At first sight, the answer is yes. I recently attended the Semantic Technology Conference in San Francisco. What had begun in 2005 as a 300-person conference has grown into a 5-day event with an amazing depth both of workshops and panels and over 1,300 participants this year. The conference is organized by Semantic Universe, an online platform with the goal of “educating the world about semantic technologies and applications”.

I have had the opportunity to talk to some of the key actors and innovators that have pushed semantic technologies and linked data forward over the past years since the term “Semantic Web” was first coined by Sir Tim Berners-Lee of the World Wide Web Consortium (W3C).
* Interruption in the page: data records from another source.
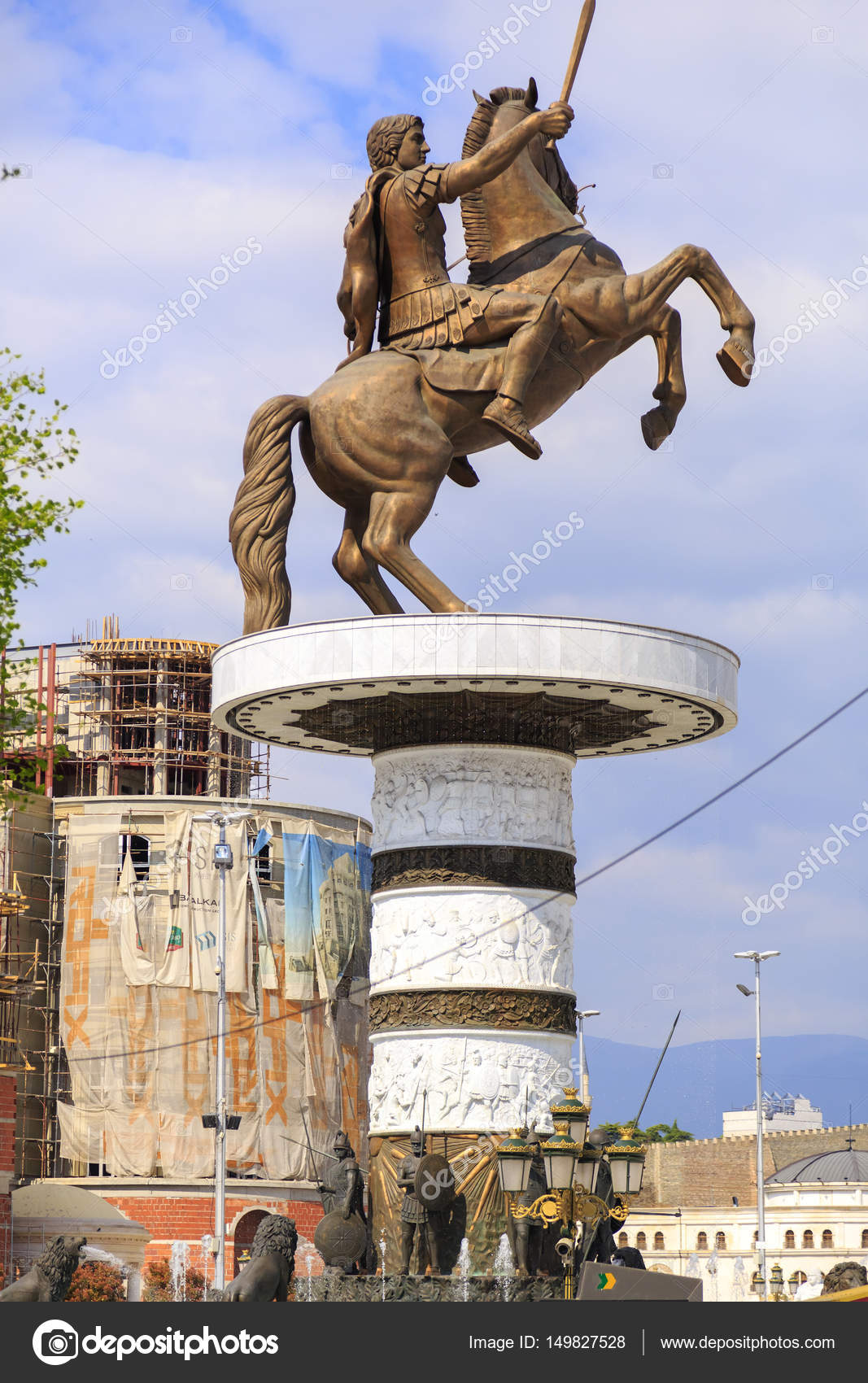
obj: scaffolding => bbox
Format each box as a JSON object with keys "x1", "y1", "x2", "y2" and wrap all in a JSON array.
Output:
[
  {"x1": 2, "y1": 616, "x2": 271, "y2": 798},
  {"x1": 0, "y1": 798, "x2": 69, "y2": 1177},
  {"x1": 0, "y1": 616, "x2": 271, "y2": 1180}
]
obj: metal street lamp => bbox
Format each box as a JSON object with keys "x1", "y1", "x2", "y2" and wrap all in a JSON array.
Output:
[
  {"x1": 498, "y1": 1128, "x2": 530, "y2": 1197},
  {"x1": 577, "y1": 1008, "x2": 600, "y2": 1108},
  {"x1": 550, "y1": 1086, "x2": 590, "y2": 1148},
  {"x1": 194, "y1": 810, "x2": 255, "y2": 1292},
  {"x1": 605, "y1": 1124, "x2": 647, "y2": 1197},
  {"x1": 734, "y1": 952, "x2": 781, "y2": 1298}
]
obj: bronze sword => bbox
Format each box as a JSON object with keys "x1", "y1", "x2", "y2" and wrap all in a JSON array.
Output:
[{"x1": 546, "y1": 0, "x2": 597, "y2": 150}]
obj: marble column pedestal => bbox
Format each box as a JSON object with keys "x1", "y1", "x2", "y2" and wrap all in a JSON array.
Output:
[{"x1": 213, "y1": 614, "x2": 738, "y2": 1271}]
The term takes on different meanings in different contexts: to some it is about representation of information in certain well-defined formats to make it machine-readable and easy to interpret; to others it is about web services and the aggregation of information to create valuable applications for users, while still others would highlight the artificial intelligence aspect and its use in tackling complex problems.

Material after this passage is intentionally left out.